Pretty Good Speech, Very Good Week [Yuval Levin]
John McCain gave a fine speech, but perhaps the third or fourth best of this convention. McCain was never going to be a stirring and eloquent formal speaker, he was at best going to offer a plain but clear case for himself as an experienced and patriotic agent of reform, and that’s what he did. I’m glad he turned to some particulars, and he did so reasonably well. But the non-programmatic parts were somehow at least as flat as the policy sections, and on the whole the speech was easy to like but hard to love. McCain looked presidential, level-headed, personally impressive, and responsible, and after the depiction of Obama last night perhaps it made sense to just present all that as an implicit contrast to Obama rather than having McCain make the contrast sharp and explicit as Palin did so well.
The speech offered up some of McCain’s more annoying (to me, anyway) tropes, of course, and especially the shallow misguided equation of party with selfishness; and it added a new one to the repertoire: “fight, fight, fight”. But it offered up McCain’s great strengths, too, and above all the biography and the almost chivalrous sense of honor that make him so compelling—as a man committed to America’s security, to rattling the status quo, and to calling Americans to a deep abiding love of their country that should move them to acts of service.

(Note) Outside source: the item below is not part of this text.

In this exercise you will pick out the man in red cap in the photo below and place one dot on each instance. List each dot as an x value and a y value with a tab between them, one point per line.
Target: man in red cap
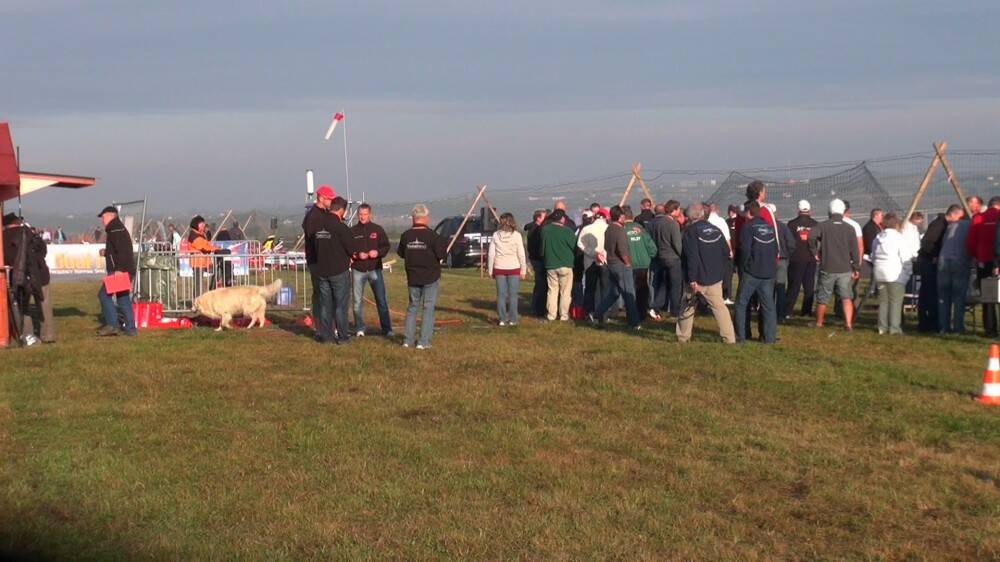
315	225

This speech in itself was probably not enormously helpful to him—though it surely did some good. But the convention as a whole was, I think, very very helpful. Rudy Giuliani’s speech last night, which was watched by tens of millions, put the patent weakness of Obama’s claim to the presidency very clearly before the country; and Sarah Palin’s speech advanced the case for McCain (and McCain’s style of politics) more effectively than it has ever been put forward before.
The week since the end of the Democratic convention, which seems now like years ago, has been defined by McCain’s choice of Palin, and at the end of this convention there is simply no question that the choice has done him enormous good. It has rallied conservatives behind him as basically nothing else could have; it created an intense fascination unlike anything seen in American politics in decades that drew an audience of more than 40 million Americans Wednesday night to watch the most compelling performance by a Republican politician since Ronald Reagan; it left the Democrats reeling, at least briefly, and offered the spectacle of their presidential nominee struggling to compare himself to the Republican VP candidate; and it gave the McCain campaign a new coherence and energy. The ugly media frenzy probably did some harm, and much still depends on Palin’s continued performance, but to this point she has transformed the campaign as no VP pick in recent history has, and almost entirely to McCain’s benefit.
For all its anxious moments and uncertainty, this has been a very good week for the McCain campaign.